4: CJEU delivers judgment on retrospective equalisation in Safeway v Newton

The Court of Justice of the European Union (CJEU) has handed down its judgment in the long-running case of Safeway Ltd v Newton and Safeway Pension Trustees Ltd, ruling that normal pension age (NPA) could not be equalised retrospectively from the date of an earlier announcement to members, despite a power in the scheme’s rules permitting this, unless there was a public interest exception. For the Safeway scheme, the potential financial consequences of this judgment amount to around £100 million.

Initially, Safeway’s pension scheme had an NPA of 65 for men and 60 for women. Following Barber v Guardian Royal Exchange Assurance Group, in September 1991, Safeway issued a written announcement to members notifying them that the NPA would be equalised at 65 for service after 1 December 1991. The scheme was then administered on the basis that benefits were equalised on that date. However, the NPA was not formally amended in the governing deed and rules until a replacement definitive trust deed was executed in May 1996 (the 1996 Deed). The 1996 Deed purported to equalise NPA from 1 December 1991.

The scheme’s amendment power required amendment by deed but expressly allowed amendments to take effect retrospectively from the date of an earlier written announcement to members.
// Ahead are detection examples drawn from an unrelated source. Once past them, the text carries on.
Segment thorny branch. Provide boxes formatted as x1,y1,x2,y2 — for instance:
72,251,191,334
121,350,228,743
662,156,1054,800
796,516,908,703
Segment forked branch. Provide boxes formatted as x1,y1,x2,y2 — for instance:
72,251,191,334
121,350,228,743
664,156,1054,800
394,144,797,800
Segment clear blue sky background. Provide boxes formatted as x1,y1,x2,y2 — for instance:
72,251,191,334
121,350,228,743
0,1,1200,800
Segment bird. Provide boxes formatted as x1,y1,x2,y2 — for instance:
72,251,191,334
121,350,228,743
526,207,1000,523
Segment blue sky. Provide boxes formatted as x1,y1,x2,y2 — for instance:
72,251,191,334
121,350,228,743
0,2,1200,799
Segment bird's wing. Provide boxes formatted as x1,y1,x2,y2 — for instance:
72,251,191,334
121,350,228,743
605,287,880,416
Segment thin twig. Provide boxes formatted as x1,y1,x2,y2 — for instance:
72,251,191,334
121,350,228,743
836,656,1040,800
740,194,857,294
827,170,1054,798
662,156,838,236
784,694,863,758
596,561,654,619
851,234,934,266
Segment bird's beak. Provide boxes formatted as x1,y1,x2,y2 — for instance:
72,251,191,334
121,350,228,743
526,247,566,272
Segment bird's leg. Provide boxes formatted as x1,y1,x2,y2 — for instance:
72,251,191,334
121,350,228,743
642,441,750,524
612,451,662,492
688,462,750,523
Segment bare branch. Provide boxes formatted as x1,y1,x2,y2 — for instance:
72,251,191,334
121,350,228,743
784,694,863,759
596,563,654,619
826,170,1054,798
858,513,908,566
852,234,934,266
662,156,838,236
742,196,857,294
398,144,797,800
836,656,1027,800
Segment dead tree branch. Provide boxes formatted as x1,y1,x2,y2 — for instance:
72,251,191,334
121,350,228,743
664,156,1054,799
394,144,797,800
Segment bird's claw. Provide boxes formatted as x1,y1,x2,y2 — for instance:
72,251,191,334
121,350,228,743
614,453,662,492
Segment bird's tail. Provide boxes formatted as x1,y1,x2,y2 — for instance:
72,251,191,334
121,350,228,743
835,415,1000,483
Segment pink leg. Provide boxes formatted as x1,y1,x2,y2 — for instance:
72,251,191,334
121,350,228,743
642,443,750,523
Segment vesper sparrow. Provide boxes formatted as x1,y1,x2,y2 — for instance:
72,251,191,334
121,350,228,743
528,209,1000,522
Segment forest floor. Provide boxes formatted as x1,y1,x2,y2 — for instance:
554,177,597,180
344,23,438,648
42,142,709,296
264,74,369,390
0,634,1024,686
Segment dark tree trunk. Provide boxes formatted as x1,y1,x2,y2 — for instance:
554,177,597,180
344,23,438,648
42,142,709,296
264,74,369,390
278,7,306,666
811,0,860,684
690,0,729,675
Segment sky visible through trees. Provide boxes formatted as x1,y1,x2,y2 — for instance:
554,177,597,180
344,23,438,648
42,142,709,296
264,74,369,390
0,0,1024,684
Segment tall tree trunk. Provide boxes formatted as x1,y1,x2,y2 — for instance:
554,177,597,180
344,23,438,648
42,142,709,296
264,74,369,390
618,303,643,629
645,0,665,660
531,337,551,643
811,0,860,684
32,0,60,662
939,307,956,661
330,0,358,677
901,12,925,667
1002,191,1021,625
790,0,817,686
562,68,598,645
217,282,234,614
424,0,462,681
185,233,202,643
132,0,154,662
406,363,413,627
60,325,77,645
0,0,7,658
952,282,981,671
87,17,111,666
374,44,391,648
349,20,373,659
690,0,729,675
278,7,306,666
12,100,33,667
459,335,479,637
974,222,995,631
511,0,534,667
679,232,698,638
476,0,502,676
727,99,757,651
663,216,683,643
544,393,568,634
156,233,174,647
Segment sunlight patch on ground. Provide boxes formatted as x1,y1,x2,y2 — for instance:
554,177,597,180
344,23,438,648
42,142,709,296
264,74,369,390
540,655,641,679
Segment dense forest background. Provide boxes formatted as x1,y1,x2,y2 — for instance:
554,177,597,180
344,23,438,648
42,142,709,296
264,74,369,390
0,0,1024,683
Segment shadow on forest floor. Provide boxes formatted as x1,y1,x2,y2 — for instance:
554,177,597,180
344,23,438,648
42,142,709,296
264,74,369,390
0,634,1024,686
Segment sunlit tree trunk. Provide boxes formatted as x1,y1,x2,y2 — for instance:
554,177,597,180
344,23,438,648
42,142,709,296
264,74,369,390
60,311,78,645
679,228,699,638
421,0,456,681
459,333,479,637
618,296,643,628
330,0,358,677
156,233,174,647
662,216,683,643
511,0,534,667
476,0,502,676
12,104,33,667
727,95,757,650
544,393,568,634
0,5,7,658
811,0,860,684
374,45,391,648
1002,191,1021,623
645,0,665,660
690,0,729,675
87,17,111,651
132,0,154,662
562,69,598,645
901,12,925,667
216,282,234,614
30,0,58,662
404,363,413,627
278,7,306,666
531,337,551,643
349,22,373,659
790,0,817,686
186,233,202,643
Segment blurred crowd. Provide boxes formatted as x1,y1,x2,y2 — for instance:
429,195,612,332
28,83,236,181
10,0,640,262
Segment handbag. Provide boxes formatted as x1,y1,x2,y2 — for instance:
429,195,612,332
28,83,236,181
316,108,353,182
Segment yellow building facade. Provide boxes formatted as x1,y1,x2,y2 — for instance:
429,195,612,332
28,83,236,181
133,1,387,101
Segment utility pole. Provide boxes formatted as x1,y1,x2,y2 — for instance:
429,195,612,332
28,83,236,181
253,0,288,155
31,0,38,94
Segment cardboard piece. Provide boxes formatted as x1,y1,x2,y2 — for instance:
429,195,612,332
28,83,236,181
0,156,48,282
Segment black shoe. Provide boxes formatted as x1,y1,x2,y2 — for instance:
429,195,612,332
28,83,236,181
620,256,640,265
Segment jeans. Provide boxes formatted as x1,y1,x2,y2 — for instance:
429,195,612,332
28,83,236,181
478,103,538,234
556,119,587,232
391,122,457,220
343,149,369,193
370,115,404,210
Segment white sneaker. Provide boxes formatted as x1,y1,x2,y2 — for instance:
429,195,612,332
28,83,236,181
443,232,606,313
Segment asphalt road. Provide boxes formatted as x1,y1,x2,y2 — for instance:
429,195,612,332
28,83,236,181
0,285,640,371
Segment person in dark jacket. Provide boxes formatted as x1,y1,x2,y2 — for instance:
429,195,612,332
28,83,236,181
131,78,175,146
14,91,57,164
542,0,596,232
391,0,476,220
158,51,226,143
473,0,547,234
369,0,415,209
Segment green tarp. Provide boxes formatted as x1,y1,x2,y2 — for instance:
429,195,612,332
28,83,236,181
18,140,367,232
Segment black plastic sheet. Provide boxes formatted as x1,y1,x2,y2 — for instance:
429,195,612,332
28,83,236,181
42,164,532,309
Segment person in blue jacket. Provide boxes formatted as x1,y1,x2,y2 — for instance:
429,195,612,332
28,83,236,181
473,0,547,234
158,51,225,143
At first instance, the High Court ruled that equalisation was not effective until May 1996. The Court of Appeal held that the amendment power could only be exercised by deed and, therefore, equalisation could not have been achieved by the member announcement in September 1991. However, the Court referred to the CJEU the question of whether the power to amend the scheme retrospectively to level down rights (permitted under domestic law) was prohibited by EU law.

The CJEU has now ruled that levelling down rights retrospectively is prohibited by EU law, even if it would be permitted by the scheme’s amendment power. However, the CJEU also confirmed that a measure seeking to end discrimination that is contrary to EU law may, in exceptional circumstances, be adopted retrospectively if it is for an overriding reason in the public interest and the legitimate expectations of those involved are respected. For example, this might be justified if there was a ‘risk of seriously undermining the financial balance of the pension scheme concerned’.

It is now left open for the Court of Appeal to verify whether the public interest exception applies to this case.

The CJEU’s decision will have limited application. It will be relevant to schemes that have an amendment power which expressly permits retrospective amendments and does not protect accrued rights and that, before the introduction of section 67 of the Pensions Act 1995, tried to use that amendment power to retrospectively level down benefits, and have not subsequently hardcoded a later equalisation date into their scheme rules. For schemes that fall into this category, the judgment provides for a public interest exception to the general prohibition on retrospectively levelling down. However, it is yet to be seen how this public interest exception will be applied. Interestingly, the Attorney General’s opinion in Smith v Avdel (one of the equalisation cases heard in 1994, following the Barber judgment) recognised that, in exceptional cases, it may be possible to take account of circumstances required for the very existence of the employer or solvency of its pension scheme. However, the Attorney General suggested that the fact that applying the principle of equal treatment will cause financial burdens which have an impact on the financial equilibrium of an occupational pension scheme would not in itself be a sufficient ground for justification.